I found myself looking very closely this year at how the teams who made the tournament have performed in the NCAA recently, looking specifically over the last five years. Just felt like I’d been burned a few times picking some team to make the Elite Eight and then realizing as they were getting smoked in the first round they’d never gotten out of the first weekend before.

Interestingly, out of all 68 teams there are only nine who have played in the NCAA each of the last five years -- Michigan State, Gonzaga, UNC, Wisconsin, Duke, Cincinnati, VCU, Kansas, and Villanova. The average for all the teams was only a bit more than two NCAA appearances out of the last five years.

Ultimately I just used that as one factor that in a few cases swayed me one way or the other when making a selection. That said, I did pick a team to make the final four who has lost in the first round the last three years’ running, and didn’t even make the tournament the two years before that (Oklahoma).
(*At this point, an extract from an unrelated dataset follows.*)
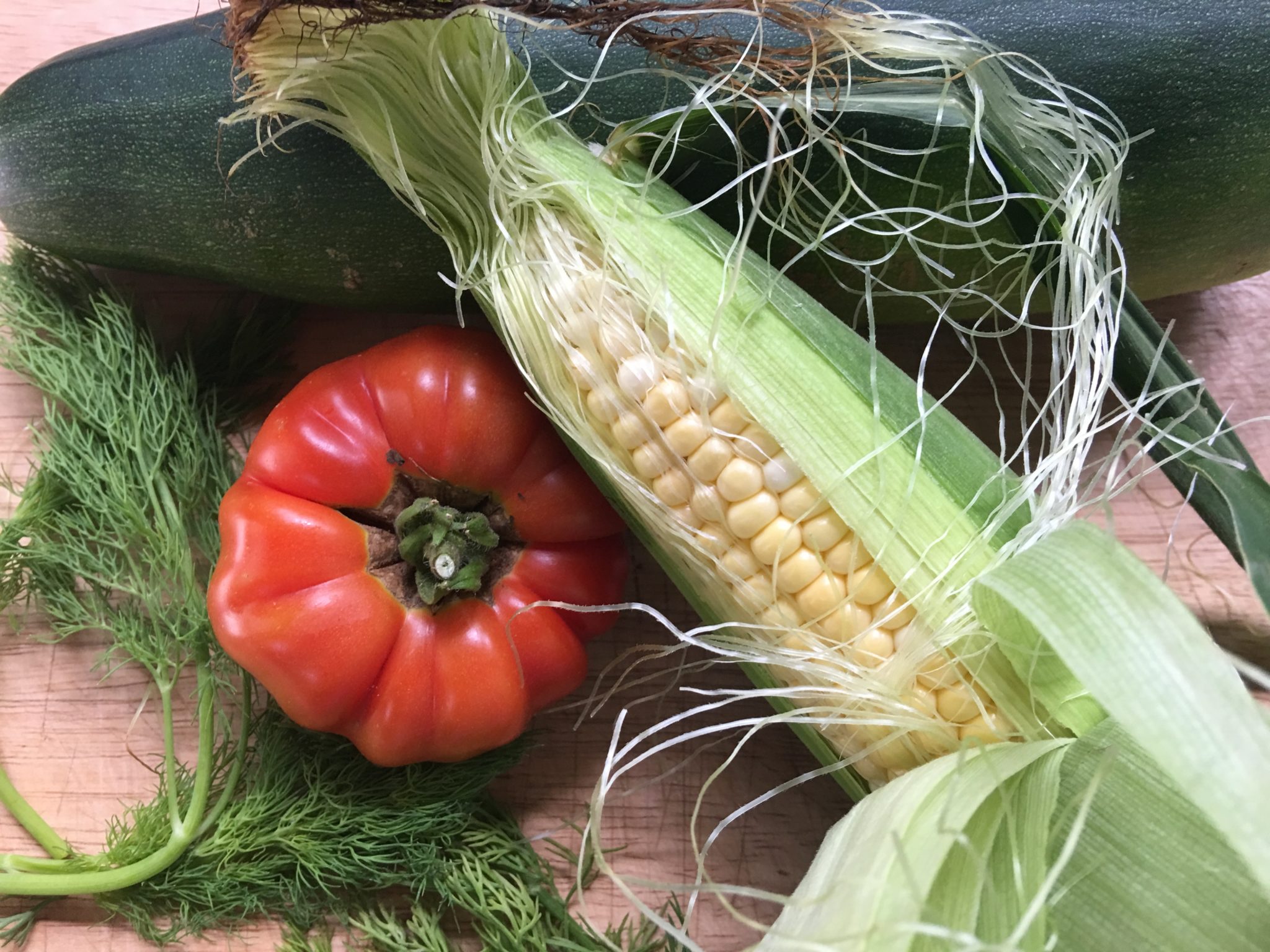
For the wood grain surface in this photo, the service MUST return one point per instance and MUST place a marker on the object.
(79, 748)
To be honest, even after putting in the effort to figure out every team’s recent history, I couldn’t make myself actually adhere to those findings in any sort of systematic way. As I think pretty much all poker players know, it’s hard to let go of “feel” and give yourself completely over to what math and logic are telling you is the right play to make. That’s not to say recent NCAA history is going to be an infallible predictor of success, but even if it were close to being so, I think it would be hard for me to subtract my own “gut” entirely from the equation.

One other kind of weird thing about my bracket. Partly motivated by the impression that there are a number of teams this year that can win it all -- perhaps more than most years -- I ended up going against the grain in another big way by not having any No. 1 seeds in my final four, and four No. 2 seeds. I didn’t plan for that, but when that’s how it ended up I decided it was weird enough to try, if only as an experiment. Haven’t looked, but I’d be surprised if there were any other final fours in the pool comprised of Villanova, Oklahoma, Xavier, and Michigan State.

All four of those teams play today, so if one or two fall I will be doing some burning.

(EDIT [added 5 p.m. ET]: Oh well, it was a fun few hours, anyway -- my chosen winner, Michigan State, dropped their first-round game this afternoon, the first time in a quarter-century of filling out these pools my winner was out so soon.)